Les cerfs de Nara semblent s’être détachés de leurs ancêtres il y a environ 1 400 ans, coïncidant avec la fondation du sanctuaire Kasuga Taisha. Cette séparation ancienne a été préservée principalement grâce aux pratiques de protection religieuse, permettant à ces cerfs de maintenir un pool génétique distinct malgré les pressions extérieures telles que la chasse et l’urbanisation.
La lignée génétique unique des cerfs à l’intérieur de la réserve pourrait être menacée par le mélange avec les populations de cerfs environnantes. Cette recherche, publiée dans le Journal of Conservation Science and Practice, montre que les cerfs du parc de Nara sont génétiquement distincts des populations environnantes, préservant l’ADN de leurs ancêtres sacrés.

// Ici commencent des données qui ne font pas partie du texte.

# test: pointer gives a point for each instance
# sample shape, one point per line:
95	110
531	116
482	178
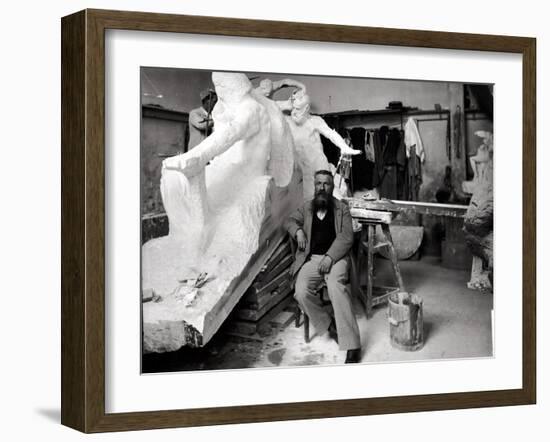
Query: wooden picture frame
83	220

Cette information génétique pourrait influencer la manière dont les habitants de Nara valorisent les différentes populations de cerfs, tant sur le plan spirituel que culturel, et pourrait jouer un rôle dans la gestion des populations croissantes de cerfs à l’intérieur et à l’extérieur de la réserve pour protéger cet héritage génétique unique.
Avec les dernières données génétiques misent sur la table, les habitants de Nara réfléchissent désormais non seulement à la longue lignée de l’animal, mais aussi à ce qu’ils feront pour la préserver demain.